By the way, to get even more sci-fi, Deepstaria was named for the vessel that first discovered its genus. It needs to be the name of the spaceship that takes us to Mars, too. As you watch Deepstaria morph, it may appear to be a ghost in Pac-Man one second, and the next, a Dementor from Harry Potter. It’s translucent. You can see its brains and the rest of its innards. Lovecraft would have been thrilled if he knew about this jellyfish, because he might have thought it was proof Shoggoths, which are also shifters, existed.

However much of a show it might put on, there is a reason Deepstaria keeps changing forms. Jellyfish are predators, and the researchers were aware that all these theatrics were really ways of expanding its body to trap anything that might creep too close. It has no tentacles for unsuspecting prey to get entangled in. Prey can be swimming anywhere, so expanding itself in every direction possible gives Deepstaria a better chance at snagging something to eat.

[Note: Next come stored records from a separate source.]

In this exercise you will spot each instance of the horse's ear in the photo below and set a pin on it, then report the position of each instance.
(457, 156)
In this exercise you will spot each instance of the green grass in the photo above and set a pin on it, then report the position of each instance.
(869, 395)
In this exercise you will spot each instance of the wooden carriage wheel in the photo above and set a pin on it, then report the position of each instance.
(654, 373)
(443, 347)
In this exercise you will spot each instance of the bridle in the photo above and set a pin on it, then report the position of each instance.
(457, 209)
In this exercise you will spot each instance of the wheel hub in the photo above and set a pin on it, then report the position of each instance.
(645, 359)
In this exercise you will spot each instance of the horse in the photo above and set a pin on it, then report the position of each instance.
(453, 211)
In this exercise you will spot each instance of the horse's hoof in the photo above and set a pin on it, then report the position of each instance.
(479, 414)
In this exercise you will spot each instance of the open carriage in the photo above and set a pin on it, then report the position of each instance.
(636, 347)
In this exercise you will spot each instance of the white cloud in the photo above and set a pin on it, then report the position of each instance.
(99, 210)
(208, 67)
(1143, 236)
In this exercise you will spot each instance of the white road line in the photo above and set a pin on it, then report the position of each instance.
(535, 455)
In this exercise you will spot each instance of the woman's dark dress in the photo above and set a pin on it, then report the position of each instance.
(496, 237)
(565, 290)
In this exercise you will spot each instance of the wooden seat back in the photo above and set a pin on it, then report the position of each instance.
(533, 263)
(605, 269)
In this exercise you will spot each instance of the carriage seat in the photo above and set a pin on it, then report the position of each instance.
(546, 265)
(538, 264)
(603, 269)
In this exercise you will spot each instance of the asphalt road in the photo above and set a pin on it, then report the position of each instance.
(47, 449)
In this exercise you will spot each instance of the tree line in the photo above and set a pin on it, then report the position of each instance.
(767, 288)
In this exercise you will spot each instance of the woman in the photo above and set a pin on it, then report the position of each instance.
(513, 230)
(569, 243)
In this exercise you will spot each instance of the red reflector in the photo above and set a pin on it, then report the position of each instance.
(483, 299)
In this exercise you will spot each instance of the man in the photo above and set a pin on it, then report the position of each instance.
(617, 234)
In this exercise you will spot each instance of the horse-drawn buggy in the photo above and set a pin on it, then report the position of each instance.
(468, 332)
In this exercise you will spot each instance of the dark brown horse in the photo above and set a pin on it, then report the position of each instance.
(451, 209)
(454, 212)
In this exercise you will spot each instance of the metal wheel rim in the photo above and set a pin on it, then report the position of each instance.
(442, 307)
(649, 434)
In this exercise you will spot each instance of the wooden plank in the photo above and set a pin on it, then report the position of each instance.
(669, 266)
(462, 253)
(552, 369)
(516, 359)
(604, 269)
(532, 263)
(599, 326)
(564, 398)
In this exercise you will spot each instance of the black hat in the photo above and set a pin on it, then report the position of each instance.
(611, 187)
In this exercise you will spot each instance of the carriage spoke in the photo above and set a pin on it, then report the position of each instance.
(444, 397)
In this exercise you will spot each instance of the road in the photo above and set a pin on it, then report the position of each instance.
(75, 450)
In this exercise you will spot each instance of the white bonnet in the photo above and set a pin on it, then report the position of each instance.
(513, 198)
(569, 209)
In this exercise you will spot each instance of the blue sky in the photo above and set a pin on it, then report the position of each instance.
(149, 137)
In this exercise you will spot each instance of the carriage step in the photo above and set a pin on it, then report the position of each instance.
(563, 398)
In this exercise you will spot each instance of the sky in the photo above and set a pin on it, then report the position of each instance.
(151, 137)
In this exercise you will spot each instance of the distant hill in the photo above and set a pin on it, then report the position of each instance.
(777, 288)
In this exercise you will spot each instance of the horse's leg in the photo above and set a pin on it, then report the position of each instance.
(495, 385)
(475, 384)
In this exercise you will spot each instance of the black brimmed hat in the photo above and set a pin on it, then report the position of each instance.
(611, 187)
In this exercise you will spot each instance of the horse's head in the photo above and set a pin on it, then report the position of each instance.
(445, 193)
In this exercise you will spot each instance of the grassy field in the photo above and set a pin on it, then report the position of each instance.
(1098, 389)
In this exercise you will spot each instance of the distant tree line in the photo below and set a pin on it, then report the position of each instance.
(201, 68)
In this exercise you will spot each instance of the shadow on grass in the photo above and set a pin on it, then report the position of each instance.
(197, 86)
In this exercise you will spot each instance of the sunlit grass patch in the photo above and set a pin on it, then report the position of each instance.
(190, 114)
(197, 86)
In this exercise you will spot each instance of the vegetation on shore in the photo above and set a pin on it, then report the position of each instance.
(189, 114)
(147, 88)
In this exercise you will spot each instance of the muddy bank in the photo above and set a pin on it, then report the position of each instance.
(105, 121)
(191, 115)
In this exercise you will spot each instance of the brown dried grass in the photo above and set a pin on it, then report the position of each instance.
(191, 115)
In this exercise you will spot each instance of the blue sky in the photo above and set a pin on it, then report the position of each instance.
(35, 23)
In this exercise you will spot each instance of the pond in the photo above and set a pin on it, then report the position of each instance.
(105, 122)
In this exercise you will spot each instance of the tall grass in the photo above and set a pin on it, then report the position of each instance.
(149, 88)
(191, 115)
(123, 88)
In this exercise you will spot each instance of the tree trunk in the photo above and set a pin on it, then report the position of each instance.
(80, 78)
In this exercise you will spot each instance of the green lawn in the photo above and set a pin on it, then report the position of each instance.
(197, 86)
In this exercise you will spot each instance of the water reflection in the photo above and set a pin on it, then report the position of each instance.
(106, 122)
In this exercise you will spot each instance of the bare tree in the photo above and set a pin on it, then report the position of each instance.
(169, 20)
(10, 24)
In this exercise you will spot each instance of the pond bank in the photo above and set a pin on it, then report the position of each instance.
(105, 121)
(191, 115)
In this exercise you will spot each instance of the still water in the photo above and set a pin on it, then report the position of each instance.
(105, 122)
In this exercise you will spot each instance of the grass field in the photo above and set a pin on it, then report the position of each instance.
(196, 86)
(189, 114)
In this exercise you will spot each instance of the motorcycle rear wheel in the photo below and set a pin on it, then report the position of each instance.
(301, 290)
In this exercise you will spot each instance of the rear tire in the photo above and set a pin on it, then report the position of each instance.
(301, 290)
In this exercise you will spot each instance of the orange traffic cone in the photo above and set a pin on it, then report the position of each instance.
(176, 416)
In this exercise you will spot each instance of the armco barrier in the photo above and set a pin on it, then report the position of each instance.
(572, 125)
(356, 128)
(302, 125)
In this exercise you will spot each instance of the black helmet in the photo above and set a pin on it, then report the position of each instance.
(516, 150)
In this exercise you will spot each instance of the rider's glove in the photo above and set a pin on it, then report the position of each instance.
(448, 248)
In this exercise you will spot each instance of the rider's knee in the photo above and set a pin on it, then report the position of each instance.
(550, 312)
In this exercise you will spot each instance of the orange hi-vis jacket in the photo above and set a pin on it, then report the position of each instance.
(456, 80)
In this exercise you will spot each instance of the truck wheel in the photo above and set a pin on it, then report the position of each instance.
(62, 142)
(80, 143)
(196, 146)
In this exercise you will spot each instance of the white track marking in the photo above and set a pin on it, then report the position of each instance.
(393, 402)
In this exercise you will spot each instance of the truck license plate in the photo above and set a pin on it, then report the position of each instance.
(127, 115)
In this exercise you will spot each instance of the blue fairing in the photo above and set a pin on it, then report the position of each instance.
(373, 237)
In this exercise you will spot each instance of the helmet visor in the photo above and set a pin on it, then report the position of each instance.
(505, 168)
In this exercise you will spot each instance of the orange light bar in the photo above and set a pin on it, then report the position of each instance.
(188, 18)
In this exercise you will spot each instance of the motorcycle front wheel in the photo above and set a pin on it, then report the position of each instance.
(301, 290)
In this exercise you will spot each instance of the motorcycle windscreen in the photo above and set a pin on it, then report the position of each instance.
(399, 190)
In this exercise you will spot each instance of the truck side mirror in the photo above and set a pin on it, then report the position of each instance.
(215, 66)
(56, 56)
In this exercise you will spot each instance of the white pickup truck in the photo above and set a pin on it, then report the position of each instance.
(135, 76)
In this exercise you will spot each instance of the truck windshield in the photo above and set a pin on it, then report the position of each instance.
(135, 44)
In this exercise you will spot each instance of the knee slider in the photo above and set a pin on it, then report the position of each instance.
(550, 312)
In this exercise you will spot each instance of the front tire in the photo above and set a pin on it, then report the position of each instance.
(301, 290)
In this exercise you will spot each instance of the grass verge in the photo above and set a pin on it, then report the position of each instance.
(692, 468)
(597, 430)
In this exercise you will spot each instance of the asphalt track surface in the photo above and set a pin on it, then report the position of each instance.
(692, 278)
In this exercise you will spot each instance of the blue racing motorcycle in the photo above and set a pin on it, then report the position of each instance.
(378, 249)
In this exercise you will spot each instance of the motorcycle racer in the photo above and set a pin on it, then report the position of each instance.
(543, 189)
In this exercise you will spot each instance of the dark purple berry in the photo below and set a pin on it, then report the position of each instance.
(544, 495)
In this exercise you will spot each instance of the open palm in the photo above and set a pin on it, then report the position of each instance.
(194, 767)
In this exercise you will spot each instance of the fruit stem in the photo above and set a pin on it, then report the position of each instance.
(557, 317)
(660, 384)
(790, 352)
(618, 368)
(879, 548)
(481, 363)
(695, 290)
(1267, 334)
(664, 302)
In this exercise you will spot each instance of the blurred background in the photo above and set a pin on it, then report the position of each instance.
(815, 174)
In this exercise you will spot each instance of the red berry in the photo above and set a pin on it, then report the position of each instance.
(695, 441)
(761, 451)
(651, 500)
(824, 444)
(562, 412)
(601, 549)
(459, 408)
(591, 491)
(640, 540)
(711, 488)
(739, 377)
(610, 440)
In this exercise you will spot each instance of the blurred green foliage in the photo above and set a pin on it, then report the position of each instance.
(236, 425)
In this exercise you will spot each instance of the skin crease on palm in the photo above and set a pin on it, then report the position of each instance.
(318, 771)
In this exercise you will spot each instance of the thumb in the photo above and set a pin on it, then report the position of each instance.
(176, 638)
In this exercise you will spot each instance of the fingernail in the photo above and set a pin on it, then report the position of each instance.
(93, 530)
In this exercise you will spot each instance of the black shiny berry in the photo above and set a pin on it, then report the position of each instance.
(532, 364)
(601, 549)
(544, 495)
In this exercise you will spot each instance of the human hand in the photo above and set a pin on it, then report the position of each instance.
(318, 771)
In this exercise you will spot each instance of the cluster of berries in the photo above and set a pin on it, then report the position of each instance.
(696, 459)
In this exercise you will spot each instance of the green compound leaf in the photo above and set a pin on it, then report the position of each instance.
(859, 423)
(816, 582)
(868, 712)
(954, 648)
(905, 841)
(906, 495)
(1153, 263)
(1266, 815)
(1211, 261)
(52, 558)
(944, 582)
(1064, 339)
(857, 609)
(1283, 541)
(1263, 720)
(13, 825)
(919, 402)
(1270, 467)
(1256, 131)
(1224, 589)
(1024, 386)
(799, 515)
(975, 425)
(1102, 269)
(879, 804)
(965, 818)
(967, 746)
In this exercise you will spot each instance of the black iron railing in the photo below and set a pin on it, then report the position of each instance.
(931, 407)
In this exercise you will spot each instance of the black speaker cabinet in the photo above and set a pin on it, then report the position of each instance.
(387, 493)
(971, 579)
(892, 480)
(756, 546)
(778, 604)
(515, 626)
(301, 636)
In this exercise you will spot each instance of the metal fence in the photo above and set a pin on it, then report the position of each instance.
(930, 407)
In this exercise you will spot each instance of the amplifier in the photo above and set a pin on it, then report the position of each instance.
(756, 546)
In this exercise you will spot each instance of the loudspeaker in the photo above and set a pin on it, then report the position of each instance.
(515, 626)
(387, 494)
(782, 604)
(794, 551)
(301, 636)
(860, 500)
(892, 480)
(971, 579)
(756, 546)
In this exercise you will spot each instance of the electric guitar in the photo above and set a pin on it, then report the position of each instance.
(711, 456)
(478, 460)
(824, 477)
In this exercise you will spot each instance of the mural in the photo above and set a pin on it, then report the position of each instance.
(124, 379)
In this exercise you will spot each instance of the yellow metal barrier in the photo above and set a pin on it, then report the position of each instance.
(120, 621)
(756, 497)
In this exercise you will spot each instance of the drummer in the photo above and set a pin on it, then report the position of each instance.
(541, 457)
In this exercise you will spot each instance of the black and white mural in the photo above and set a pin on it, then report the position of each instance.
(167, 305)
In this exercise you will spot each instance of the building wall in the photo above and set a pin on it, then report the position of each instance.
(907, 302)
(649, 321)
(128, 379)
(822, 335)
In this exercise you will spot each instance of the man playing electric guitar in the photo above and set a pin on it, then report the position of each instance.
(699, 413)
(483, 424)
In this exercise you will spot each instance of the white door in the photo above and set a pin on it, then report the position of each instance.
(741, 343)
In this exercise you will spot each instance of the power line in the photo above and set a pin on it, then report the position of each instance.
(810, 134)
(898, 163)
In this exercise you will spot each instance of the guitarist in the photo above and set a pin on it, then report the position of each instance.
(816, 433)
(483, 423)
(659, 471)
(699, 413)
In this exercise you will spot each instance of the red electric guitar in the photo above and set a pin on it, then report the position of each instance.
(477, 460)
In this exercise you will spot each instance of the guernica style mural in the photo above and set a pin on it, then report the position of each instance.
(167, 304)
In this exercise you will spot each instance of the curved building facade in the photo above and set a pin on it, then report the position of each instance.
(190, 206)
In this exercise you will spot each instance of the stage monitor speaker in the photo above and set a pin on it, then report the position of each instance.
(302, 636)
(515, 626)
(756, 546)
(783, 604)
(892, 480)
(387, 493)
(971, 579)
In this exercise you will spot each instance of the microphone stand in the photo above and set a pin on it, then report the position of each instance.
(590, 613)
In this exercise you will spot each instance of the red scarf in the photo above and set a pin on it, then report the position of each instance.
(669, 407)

“Lacking stinging tentacles like other jellies, Deepstaria can close the opening of its expansive bag-like bell, trapping any prey that has floated inside,” the researchers explained on the expedition’s official site. “The geometric mesh pattern is an intricate network of canals that lead back to its stomach at the top of the bell. As the jelly can reach a large size when inflated, these channels help distribute nutrients across the entire expanse."

Wait. So how did the isopod hanging out inside this phantom manage to stay alive? Watch the Nautilus research team’s video (above) and you’ll see that the bottom-feeding crustacean, which is related to pillbugs, is wriggling around as if it has nothing to worry about. Researchers call these “resident isopods” that have been observed seeking protection inside the few Deepstaria specimens that have actually been studied. Scientists believe this is a symbiotic relationship similar to clownfish avoiding predators by hiding behind the venomous blooms of sea anemones.

“The full extent of this association is unknown, but it is likely that this small crustacean consumes pieces of jelly while remaining hidden from predators,” the team said.

 The Nautilus researchers will continue to explore the deep through October (you can even watch a livestream here), so they might come across more of these spectral jellies — maybe even on Halloween.